Consider a classic banking scenario: transferring $100 from Account A to Account B. In SQL, a transaction might look like this:

BEGIN TRANSACTION;
  UPDATE accounts SET balance = balance - 100 WHERE account_id = 'A';
  UPDATE accounts SET balance = balance + 100 WHERE account_id = 'B';
COMMIT;

If anything goes wrong between the BEGIN TRANSACTION and the COMMIT, the database rolls back all changes so neither account is altered. Only if every step succeeds does the database “commit” and make the updates visible.

2. Real-life AnalogyPermalink

Imagine you’re writing an important letter by hand, and you want to make sure it contains no errors before you send it out. Your transaction is:

• drafting the letter
• proofreading it word by word, and
• finally sealing it in an envelope.

If you notice a typo or spill ink halfway through, you tear up the letter and start again from scratch, never sending a half-correct or messy version. Only when every step is double-checked and perfect do you actually mail the letter. The whole process is all-or-nothing, just like a transaction.

What problems do transactions solve?Permalink

Doing multiple concurrent updates to shared state is fragile and prone to errors. Some problems that can come up include:

Problem 1: Crash mid-sequencePermalink

Imagine that you have to move $100 from Account A to Account B. In steps, that would look like:

1. Subtract $100 from Account A.
2. Add $100 from Account B.

But if you do these one at a time, if your app crashes after Step 1, you will have a very unhappy customer, A, who just lost $100, while B still hasn’t gotten paid their money.

Problem 2: Lost updates (interleaving race condition)Permalink

Let’s say you’re booking airplane seats and you press “submit” at the same time that someone else does.

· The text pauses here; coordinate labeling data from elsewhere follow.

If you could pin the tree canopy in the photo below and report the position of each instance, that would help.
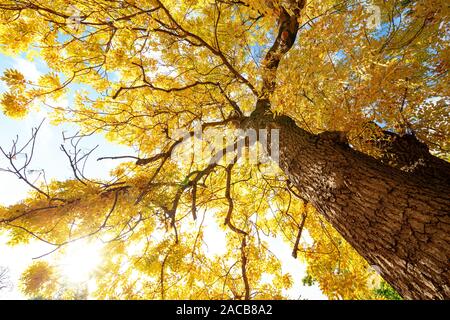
(149, 68)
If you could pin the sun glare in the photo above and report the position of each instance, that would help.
(80, 261)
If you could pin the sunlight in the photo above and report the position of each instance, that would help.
(80, 261)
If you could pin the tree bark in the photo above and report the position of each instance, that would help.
(397, 221)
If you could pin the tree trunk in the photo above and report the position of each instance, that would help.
(397, 221)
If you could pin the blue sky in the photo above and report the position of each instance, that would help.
(50, 158)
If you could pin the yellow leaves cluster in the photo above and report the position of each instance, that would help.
(39, 279)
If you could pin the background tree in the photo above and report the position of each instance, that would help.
(5, 282)
(358, 111)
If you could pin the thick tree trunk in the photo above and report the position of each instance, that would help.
(395, 220)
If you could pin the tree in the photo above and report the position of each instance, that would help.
(360, 112)
(5, 282)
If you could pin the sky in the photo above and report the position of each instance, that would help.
(50, 158)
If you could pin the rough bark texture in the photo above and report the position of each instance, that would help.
(397, 221)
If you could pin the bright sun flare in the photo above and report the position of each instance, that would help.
(80, 261)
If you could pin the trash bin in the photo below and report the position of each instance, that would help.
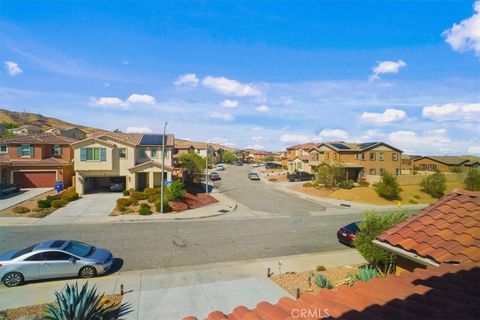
(59, 186)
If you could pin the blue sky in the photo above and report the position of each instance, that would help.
(252, 74)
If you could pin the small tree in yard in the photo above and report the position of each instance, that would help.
(388, 187)
(435, 185)
(371, 226)
(472, 180)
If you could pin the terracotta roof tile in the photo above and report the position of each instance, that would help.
(449, 291)
(448, 228)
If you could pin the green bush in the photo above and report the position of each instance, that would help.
(435, 185)
(388, 187)
(472, 180)
(371, 226)
(21, 209)
(346, 184)
(144, 210)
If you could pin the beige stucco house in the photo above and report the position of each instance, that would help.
(130, 158)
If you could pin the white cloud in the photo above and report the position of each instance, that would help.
(262, 108)
(141, 99)
(138, 130)
(229, 104)
(386, 67)
(188, 79)
(222, 115)
(334, 134)
(13, 69)
(230, 87)
(474, 149)
(388, 116)
(452, 111)
(465, 36)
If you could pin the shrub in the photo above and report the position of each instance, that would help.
(21, 209)
(472, 180)
(388, 187)
(323, 282)
(346, 184)
(434, 185)
(371, 226)
(144, 210)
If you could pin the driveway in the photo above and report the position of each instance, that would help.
(90, 208)
(24, 194)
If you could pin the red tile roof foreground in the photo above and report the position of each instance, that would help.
(447, 230)
(445, 292)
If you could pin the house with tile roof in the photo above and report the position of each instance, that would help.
(133, 159)
(39, 160)
(447, 231)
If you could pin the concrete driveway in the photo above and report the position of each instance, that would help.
(24, 194)
(91, 208)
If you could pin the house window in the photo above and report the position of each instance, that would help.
(57, 150)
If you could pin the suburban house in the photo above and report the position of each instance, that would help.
(74, 133)
(445, 163)
(133, 159)
(447, 231)
(35, 161)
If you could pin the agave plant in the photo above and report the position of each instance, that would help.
(323, 282)
(75, 304)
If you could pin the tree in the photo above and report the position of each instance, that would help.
(434, 185)
(229, 157)
(192, 165)
(472, 180)
(371, 226)
(388, 187)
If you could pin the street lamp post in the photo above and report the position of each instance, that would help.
(163, 166)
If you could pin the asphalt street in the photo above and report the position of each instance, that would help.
(287, 229)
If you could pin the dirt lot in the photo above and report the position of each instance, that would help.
(368, 194)
(30, 204)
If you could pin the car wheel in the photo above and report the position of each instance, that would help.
(13, 279)
(87, 272)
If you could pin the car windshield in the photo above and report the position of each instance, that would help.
(79, 249)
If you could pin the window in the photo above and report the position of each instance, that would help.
(57, 150)
(122, 153)
(93, 154)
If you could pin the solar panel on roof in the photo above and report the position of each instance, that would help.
(152, 140)
(340, 146)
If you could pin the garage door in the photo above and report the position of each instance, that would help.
(34, 179)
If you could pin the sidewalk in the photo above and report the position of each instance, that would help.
(173, 293)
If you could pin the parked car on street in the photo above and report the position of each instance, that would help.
(300, 176)
(347, 234)
(214, 176)
(253, 176)
(53, 259)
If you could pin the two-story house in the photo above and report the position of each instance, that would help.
(35, 161)
(133, 159)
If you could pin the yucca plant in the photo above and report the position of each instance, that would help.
(323, 282)
(74, 304)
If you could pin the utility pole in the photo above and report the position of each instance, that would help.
(163, 166)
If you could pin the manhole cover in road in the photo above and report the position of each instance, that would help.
(179, 242)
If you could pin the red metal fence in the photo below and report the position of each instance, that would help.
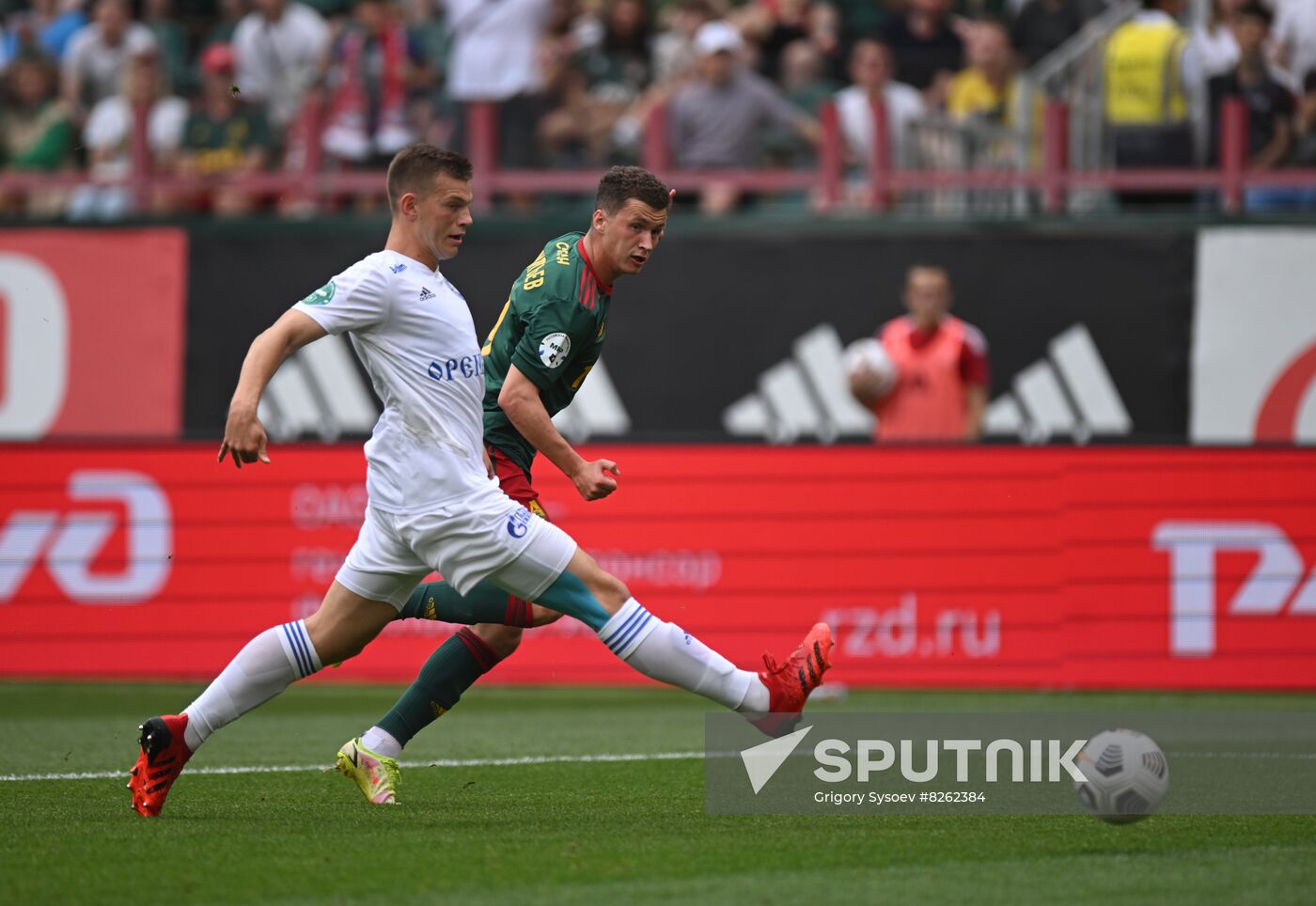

One possible thing that can happen is that they process yours first, and then process the other person’s submission, but you both get tickets saying you got seat 31A. When you both inevitably show up to claim seat 31A, their internal system will say that the other person got seat 31A because that person’s submission overrode yours.

In parallel systems, concurrent writes to a shared resource are typically solved using something like read-modify-write operations. These generally work under some form of “check what value is currently set, and if that’s what you expect, then override, else try again later” and is designed to resolve the problem of interleaving race conditions. But for updates to shared systems like databases, we need a higher level abstraction of the read-modify-write operations in low-level concurrent systems.

Problem 3: Write skewPermalink

Write skew happens when two concurrent operations each read a shared predicate/condition, both see it as true, and then each make updates in a way that jointly invalidates the condition. Because each actor touches a different row, row-level locking or “last-writer-wins” semantics don’t catch an error like this.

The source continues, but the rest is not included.